The leaders and representatives invited to attend came from Muslim groups dotted around the Midlands and are active in encouraging outdoor sports, for both males and females, young and old. These included Muslim Scout Leaders, freelance expedition leaders, community centres and mosques, As-Suffa Institute, Jabal Experience, Islamic school teachers, Birmingham City Council, Mosaic National Network and of course the BMC. Mountain MuslimTM, an innovative organisation and website that aims to facilitate this minority group to experience the outdoors, was also present and helped to organise the conference in association with the BMC.

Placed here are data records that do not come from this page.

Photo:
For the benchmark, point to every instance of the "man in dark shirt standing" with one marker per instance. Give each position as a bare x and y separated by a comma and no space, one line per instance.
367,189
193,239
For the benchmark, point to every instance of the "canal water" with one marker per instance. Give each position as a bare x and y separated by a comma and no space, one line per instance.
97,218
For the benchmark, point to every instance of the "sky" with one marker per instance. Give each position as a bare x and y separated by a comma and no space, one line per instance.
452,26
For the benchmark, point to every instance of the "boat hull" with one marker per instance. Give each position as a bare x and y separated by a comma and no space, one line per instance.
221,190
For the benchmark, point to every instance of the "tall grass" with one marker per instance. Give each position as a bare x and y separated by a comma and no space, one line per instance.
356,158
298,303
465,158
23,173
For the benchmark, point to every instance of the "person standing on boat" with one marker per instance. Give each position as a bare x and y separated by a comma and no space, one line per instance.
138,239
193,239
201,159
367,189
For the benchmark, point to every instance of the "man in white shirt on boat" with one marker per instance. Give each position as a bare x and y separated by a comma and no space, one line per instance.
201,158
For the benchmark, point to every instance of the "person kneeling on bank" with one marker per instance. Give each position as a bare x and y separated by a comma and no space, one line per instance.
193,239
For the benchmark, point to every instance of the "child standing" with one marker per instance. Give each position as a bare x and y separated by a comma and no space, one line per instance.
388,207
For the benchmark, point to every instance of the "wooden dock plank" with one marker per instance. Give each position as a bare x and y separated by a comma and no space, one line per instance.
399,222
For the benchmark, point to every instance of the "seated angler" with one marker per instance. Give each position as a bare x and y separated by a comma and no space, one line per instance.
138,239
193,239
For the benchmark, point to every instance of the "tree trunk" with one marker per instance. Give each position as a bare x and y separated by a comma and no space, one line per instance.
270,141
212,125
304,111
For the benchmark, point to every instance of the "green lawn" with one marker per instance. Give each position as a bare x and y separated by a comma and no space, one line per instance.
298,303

The primary purpose of the conference was to identify barriers to participation in the outdoors from the Muslim community and to suggest solutions to overcome them. Secondly, it aimed to inspire the delegates to return to their respective groups and organisations with a renewed enthusiasm to aim higher and to achieve even more than they have already. The feedback following the event indicated that it succeeded emphatically in both domains!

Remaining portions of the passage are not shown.